Event

Data Assimilation for Patient-Specific Physics-based Surgical Simulations

  • Conférencier  Igor Peterlik

  • Lieu

    Belval Campus, Maison du Nombre (MNO), Room 0425100

    LU

  • Thème(s)
    Ingénierie

In the last decade the importance of computer medical simulation in pre-operative planning and intra-operative guidance has increased considerably. The recent advances show that the simulations has become capable of providing efficient improvements in the laparoscopic as well as the open surgery: e.g., the augmented-reality techniques employing a patient-specific model reconstructed from pre-operative data are currently experimented to navigate the surgeon during the intervention. The simulations, however, require models which in turn depends on parameters. While average values are usually reported in the literature, values of some parameters display significant intra-patient variance, thus introducing important uncertainty jeopardizing the accuracy and robustness of modeling. 

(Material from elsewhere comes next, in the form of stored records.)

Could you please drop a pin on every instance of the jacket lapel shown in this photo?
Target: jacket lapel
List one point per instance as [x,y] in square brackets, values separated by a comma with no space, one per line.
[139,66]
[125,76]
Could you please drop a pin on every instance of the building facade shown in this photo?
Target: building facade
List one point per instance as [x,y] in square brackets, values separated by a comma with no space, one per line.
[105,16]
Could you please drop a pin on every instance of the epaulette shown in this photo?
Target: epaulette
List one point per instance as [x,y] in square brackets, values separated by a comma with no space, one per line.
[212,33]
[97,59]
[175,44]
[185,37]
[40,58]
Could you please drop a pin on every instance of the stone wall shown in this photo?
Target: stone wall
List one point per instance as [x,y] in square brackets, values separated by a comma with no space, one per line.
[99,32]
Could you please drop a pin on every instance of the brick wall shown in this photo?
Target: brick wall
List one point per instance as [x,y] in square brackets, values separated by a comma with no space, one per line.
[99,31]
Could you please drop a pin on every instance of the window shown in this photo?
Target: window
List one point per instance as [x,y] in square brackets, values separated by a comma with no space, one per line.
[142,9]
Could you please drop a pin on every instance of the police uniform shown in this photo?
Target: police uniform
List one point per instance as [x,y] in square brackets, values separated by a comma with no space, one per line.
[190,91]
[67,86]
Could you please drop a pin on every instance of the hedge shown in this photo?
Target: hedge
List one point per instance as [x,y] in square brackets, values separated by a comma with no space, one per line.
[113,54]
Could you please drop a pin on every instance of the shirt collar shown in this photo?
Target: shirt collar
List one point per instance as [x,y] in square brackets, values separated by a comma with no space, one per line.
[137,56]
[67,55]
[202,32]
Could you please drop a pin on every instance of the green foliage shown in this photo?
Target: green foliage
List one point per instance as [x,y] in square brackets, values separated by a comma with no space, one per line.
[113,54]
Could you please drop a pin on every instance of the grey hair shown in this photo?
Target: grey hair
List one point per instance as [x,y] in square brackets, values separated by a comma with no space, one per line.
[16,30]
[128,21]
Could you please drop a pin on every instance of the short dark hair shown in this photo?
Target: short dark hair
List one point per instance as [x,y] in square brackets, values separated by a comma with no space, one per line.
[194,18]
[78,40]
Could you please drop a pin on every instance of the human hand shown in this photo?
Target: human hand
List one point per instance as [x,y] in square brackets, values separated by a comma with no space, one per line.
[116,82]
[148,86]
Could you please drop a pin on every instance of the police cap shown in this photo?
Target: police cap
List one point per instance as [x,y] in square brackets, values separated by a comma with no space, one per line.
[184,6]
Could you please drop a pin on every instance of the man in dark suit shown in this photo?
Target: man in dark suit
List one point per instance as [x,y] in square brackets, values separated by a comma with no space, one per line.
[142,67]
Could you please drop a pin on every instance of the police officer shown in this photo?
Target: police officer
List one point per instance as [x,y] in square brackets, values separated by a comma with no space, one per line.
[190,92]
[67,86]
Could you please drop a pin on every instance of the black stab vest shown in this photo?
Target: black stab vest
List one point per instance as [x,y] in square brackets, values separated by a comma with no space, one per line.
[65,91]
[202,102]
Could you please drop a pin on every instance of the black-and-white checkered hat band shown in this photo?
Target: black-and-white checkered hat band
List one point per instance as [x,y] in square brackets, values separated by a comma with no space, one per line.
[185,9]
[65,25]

In our presentation, we focus on method of data assimilation which provide an elegant framework for handling the uncertainties in model parameters. We will give a short description of the state-of-the-art methods and present preliminary results of our research.

Biography

Igor Peterlik received his Ph.D. degree in theoretical and applied computer science from Masaryk University, Czech Republic (2009). Between 2009 and 2011, he participated in European project PASSPORT at Inria, France, followed by a post-doctoral internship at the Robotics and Control Lab at the University of British Columbia, Canada. In 2012, he became an investigator of projects focusing on augmented reality for intra-operative navigation at the Institute of Image-Guided Surgery IHU Strasbourg. Currently, he is a permanent researcher at Inria team Mimesis and CNRS laboratory ICube in Strasbourg. His research interests include computational biomechanics, numerical optimization, image-driven simulation, medical image processing and human-computer interaction.